Gestrandeter Wal in der Ostsee

Warum sollte das Einschläfern so unglaublich kompliziert sein?
2018 wurde es bereits bei einer Seekuh angewandt.
Berliner Tierpark musste Seekuh Lisa einschläfern.

Einschläfern geht mit Medikamenten. Ihr Bedarf richtet sich nach dem Gewicht.
Eine Seekuh ist viel kleiner und vor allem viel weniger schwer als ein Buckelwal.
Mit Seekühen haben die in Zoos sie betreuenden Tierärzte schon Erfahrung.

Seekuh: 200 bis 900 Kilo, Länge 2,3 bis 4,5 Meter
Buckelwal: 25.000 bis 35.000 Kilo, Länge 12 bis 15 Meter

Die richtige Menge Medikamente zu berechnen, ist beim Buckelwal schwierig, weil man sein Gewicht nur schätzen kann. Man will ihn damit ja nicht quälen. Außerdem: wie kriegt man die Medikamente ins Blut des Tieres? Die KI berichtet, 2012 ist ein Buckelwal bei Texel gestrandet. "Nachdem Rettungsversuche scheiterten, wurde entschieden, das Tier einzuschläfern. Dies erwies sich jedoch als schwierig, da das Mittel kaum Wirkung zeigte. Das Einschläfern eines Wals ist äußerst komplex. Es erfordert immense Mengen an Medikamenten und ist technisch schwer umzusetzen."
 
Zuletzt bearbeitet:
Werbung:
Hat sich geklärt. Das eine Foto (2.236) zeigt nicht seine Fluke. Es steht ja direkt mit dabei: "not his fluke".
Wenn man das bemerkt, kann man es gleich sagen und nicht erst Andere bzw Laguz auflaufen lassen.
Bei dem vielen Material, das Laguz sichtet und ihren umfassenden Beiträgen, kann sowas mal passieren.
 
Stimmt ... dann ist es wohl tatsächlich nicht seine. Sorry.

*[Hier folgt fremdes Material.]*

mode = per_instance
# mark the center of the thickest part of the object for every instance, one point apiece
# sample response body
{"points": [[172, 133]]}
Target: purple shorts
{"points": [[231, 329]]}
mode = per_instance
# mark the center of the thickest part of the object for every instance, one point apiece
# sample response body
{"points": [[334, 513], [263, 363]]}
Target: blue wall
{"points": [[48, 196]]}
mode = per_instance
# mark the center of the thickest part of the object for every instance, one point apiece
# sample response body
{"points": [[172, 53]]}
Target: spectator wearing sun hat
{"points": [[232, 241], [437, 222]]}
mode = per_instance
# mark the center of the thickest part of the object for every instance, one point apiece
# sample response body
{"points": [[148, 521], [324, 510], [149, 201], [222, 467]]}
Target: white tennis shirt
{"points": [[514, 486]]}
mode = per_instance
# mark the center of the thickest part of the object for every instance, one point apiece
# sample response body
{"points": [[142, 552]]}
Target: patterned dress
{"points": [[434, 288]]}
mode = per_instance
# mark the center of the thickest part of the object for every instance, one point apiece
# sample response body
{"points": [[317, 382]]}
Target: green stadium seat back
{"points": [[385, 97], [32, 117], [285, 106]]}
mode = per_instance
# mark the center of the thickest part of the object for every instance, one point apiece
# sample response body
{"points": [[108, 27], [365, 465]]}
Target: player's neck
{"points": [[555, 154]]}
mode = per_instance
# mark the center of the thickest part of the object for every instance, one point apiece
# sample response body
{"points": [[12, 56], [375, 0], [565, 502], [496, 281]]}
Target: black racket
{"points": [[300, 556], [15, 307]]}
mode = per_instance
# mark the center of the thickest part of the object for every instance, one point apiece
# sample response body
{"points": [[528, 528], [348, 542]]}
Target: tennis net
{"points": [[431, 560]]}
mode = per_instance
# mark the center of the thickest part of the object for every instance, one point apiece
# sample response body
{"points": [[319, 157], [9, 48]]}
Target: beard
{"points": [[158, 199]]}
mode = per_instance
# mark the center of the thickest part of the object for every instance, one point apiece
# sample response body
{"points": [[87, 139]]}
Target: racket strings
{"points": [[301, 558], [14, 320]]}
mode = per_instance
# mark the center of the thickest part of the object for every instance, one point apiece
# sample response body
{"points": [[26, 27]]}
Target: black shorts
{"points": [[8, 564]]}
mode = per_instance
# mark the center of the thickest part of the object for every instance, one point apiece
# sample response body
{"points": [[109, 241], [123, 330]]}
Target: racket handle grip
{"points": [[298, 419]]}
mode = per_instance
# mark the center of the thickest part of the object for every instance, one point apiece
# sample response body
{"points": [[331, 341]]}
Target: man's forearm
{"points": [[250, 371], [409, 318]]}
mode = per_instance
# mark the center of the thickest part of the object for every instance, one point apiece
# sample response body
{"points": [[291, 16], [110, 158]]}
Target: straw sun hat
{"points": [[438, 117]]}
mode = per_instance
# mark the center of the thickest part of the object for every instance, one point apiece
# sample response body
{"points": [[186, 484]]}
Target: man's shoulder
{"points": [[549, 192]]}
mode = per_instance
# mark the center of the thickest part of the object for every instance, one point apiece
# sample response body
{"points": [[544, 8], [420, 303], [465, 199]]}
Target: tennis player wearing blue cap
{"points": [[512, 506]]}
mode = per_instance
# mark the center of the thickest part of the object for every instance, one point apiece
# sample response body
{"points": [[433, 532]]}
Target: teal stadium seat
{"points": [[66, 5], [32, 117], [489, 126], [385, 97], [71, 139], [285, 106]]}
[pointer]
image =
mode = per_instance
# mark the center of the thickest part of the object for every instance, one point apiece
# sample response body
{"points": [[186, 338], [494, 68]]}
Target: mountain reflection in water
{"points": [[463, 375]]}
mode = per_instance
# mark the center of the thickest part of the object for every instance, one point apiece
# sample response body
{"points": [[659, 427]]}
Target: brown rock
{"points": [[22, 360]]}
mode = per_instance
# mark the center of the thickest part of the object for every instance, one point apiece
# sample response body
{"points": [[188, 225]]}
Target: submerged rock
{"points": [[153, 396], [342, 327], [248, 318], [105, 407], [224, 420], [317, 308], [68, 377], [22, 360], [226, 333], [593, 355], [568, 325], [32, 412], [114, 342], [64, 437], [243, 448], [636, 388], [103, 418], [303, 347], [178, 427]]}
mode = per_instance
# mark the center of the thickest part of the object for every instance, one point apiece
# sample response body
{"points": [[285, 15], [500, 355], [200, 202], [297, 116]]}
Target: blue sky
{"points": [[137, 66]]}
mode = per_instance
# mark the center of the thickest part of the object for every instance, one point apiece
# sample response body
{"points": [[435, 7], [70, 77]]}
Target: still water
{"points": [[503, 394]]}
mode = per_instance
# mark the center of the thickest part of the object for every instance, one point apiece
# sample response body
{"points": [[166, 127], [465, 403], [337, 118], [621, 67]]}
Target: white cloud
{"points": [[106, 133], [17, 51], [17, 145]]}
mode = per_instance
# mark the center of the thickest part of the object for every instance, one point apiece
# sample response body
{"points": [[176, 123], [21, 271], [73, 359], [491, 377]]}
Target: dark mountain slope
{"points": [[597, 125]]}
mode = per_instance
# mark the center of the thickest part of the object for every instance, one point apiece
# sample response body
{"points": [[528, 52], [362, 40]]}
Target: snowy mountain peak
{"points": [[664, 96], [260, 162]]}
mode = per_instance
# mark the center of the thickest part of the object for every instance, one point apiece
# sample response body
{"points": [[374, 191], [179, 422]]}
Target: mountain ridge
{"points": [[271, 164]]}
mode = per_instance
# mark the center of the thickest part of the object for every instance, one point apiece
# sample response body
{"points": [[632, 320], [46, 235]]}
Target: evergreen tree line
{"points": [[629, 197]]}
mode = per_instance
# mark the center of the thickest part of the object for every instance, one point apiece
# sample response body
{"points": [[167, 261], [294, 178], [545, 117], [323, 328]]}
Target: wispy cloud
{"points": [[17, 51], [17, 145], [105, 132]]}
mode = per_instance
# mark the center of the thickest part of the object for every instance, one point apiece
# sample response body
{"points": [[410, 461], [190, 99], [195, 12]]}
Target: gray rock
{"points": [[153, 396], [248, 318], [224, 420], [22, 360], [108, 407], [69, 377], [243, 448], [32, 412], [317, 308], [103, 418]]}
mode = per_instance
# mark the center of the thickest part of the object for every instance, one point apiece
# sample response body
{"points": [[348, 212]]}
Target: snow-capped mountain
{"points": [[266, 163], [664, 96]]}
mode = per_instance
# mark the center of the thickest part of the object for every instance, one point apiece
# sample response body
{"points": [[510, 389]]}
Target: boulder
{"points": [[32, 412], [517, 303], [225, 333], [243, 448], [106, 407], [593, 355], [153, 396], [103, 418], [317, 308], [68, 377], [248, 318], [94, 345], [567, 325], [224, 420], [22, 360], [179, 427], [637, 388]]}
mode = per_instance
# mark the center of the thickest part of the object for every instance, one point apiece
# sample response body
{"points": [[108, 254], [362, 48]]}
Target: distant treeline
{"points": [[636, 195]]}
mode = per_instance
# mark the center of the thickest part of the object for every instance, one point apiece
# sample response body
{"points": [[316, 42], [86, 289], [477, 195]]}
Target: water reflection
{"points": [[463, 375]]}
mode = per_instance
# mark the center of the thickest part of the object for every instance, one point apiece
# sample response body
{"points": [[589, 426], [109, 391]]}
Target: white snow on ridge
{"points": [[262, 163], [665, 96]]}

Ist seiner aber schon sehr ähnlich. :)
Fand ich auch aber die verschiedenen Bilder die hier gepostet wurden sehen alle irgendwie unterschiedlich aus.

Es ist halt keine gute Methode anhand von aus dem Netz gekramten, pixeligen Bildern irgendwas abzulesen. Dazu noch berücksichtigend, die längeren Zeiträume zwischen den Bildern und unterschiedlichen Bedingungen, denen die Fluke ausgesetzt war. Sicherlich wird die Salinität ja auch hier einen optisch erkennbaren Effekt haben.